Il prezioso valore storiografico dell’opera di riferimento, mette in gioco tutte le componenti cinematografiche che identificano l’ultimo periodo del regista: dall’utilizzo dei collaboratori alla psicologia, le pubbliche relazioni, la strategia, management, l’arte militare, dall’estetica all’etica. Culmine supremo o senza culmine? Il cinema di Zhang Yimou è sempre più una cornice di riferimento più che un quadro teorico, spazio (teatrale, tra le gole) entro il quale e a partire del quale si sviluppano nuove implicazioni, nuove relazioni. Gradualismo e subitismo, coscienza ed azione: la realtà omogenea s’interseca con il pensiero “dividente”. Oltre i confini del formalismo estetizzante o delle presunte “cadute” didascaliche di narrazione, l’illusione è nel credere di vedere con gli occhi e di riconoscere senza indugi la verità. Mosaico visivo o tavole di china in movimento, che attraversano ed impressionano set battuti in passato (foreste dei pugnali volanti) in cui si sottrae l’illuminante nella visione del colore primario: per elevare una relazione vera bisogna sacrificare mille verità apparenti. Così l’arte della spada diviene la ricerca di una consapevolezza superiore, come ombrelli avveniristici, che apparentemente riparano dalla pioggia battente e costante, ma sono in realtà armi cartoon. O come la musica, afferrando l’eterno in ciò che è disperatamente fugace o distorto. Combattere senza combattere, scolpire il tempo e lo spazio immaginandoli, vedere con la mente con la certezza di rappresentare la forma permanente di tutta una specie di situazioni, condizioni diverse ed essenziali, tutte equivalenti e tutte espresse in un solo, intenso quadro.
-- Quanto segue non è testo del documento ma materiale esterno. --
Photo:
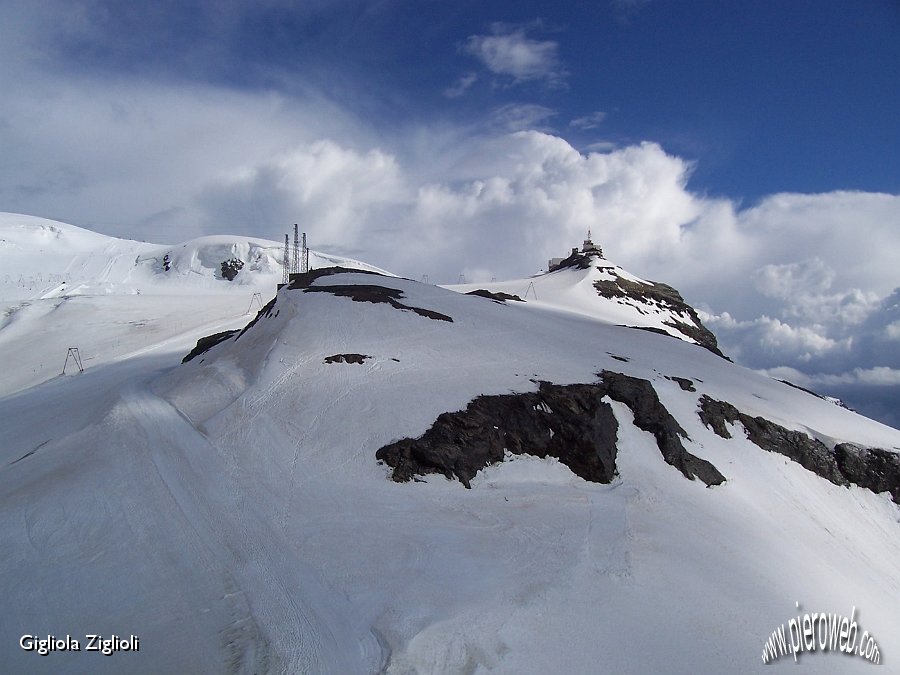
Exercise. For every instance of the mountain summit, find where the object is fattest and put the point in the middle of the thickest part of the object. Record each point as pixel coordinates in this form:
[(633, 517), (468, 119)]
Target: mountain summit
[(292, 496)]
Tutti sotto la stessa ombra, in piedi dinanzi ad essa, e non più in una posizione di dipendenza nei suoi confronti. Ombra e uomo formano un continuum come braccio e spada, naturalismo e umanesimo, la seconda come completamento del primo. Ombra è il “sacrificio” (e)steso alla conoscenza in un mondo in continuo mutamento… ludico e lucido, tra i fendenti splatter e ralenti acrobatici, la carnalità è ormai simulacro dei corpi, più yin che yang. L’ombra è inquietante, nell’ombra ci si nasconde e si trama, forse però Zhang Yimou si è nascosto, più che altro. Da lì balzano improvvisi i pericoli. Forse il cineasta cinese ha scelto percorsi più sicuri. L’ombra è così semplicemente un riparo, non certamente un luogo canonico del perturbante, della morte che torna alla vita, della natura silente che si risveglia. Più che chiudere il visibile nell’invisibile, ha “posato” il suo sguardo ammiccante, per gli amanti del genere, sotto i riflettori spietati dell’analisi critica, senza attraversare necessariamente prima l’opacità dell’immagine… più cinema corazzato che (ri)velato.